A still from Human
A still from Human

Human Series Review: A complex but confounding medical series

Doctors are demons in a well-observed but exhausting show
Rating:(2.5 / 5)

A post-pandemic medical series has its challenges. To begin with, you can never play down the creeps. The onscreen horror should reflect the devastation outside. Sadly, this isn’t the way of Human, where a doctor shudders at the possibility of eight people dying. Seriously? Eight people? That’s how many COVID-19 took for breakfast—and we are in 2022 now.

The victims in Human aren’t dying of COVID-19. What’s killing them, instead, is a drug. S93R—which Dr Gauri Nath (Shefali Shah) rechristens as ‘saviour’— is a potentially efficient cardiac drug. It’s been banned in Europe, though I guess Bhopal is within testing limits. It has already passed a round of animal trials (with only a few rodents dying). It’s so lucrative that Ashok (Aditya Srivastava), the drug’s manufacturer, wants to fast-track the human trials and sell it offshore. Of course, there are symptoms showing, but Ashok doesn’t care. He has no regard for hamsters or men.

Directors: Vipul Amrutlal Shah, Mozez Singh

Cast: Shefali Shah, Kirti Kulhari, Ram Kapoor, Aditya Srivastava, Vishal Jethwa, Seema Biswas

Streaming on: Disney+ Hotstar

Directed by Vipul Amrutlal Shah and Mozez Singh, Human paints a complex picture. We get a standard protagonist—Dr. Saira Sabharwal (Kirti Kulhari), a cardiologist who joins Manthan Hospitals and its owner Gauri. The other characters, however, are less predictable. Take the presence of actor Vishal Jethwa. The last time we noticed him was as a scary rapist in Mardaani 2. Vishal retains that slimy grin, though his character, Mangu, in Human, is largely sympathetic. Similarly, a doctor conducting unmonitored trials experiences a change of heart. The moral haze extends all the way to Gauri. One night, heavily sedated, she drops her cool mystique and wanders around spookily, like a yesteryear heroine in a reincarnation film.

The show gets monotonous, visually. We are shown glossy hospital floors and the doctors’ homes. This is contrasted with grimy labs, camps, slums and morgues. The characters are rich and well-dressed (doctors) or poor and unkempt (victims). Gauri is polite with her rebellious son; Mangu is initially heckled at home by his dad. More interesting, therefore, are the ‘middle’ characters, like Saira’s conservative parents or the conscientious social worker played by Aasif Khan.
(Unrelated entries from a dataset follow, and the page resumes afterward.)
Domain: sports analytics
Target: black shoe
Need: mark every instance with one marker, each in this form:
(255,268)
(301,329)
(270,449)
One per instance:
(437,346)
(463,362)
Gauri, despite Shefali’s talents, is a dull antagonist (“I save lives…”). She leans on Saira, who has her own issues. Her relationship with her husband is failing; it’s a conventional track but Kirti and Indraneil Sengupta make it click. The casting is top-notch throughout, from Seema Biswas and Mohan Agashe in minor roles to the little girl from Dibakar Banerjee’s short in Ghost Stories. The young actor has an unforgettable name, according to Google— Eva Ameet Pardeshi.

Does Human blow the lid off big pharma greed? In a telling shot, a camcorder records a man as he signs his consent forms. He’s framed as though on gunpoint—which isn’t far from the truth. Mozez and co-writer Ishani Banerjee trace a complicated nexus, from high-placed politicians to local handlers and sharks. Their grasp of human anatomy, however, is wholly elementary. “The brain has a front part,” Gauri tells her medically-savvy husband, “…cerebrum.”

At 10 episodes, the action kicks in late. There is one great line—Mangu, genuinely surprised, asks if medicines can ever hurt anyone—but that’s about it. Shefali’s last show, Delhi Crime, was a persuasive blend of truth and drama. Human exerts no such grip. Its revelations, too, are nothing earth-shattering. It deserves, as one character puts it, the Deendayal Gulati Award For Bold Investigative Journalism.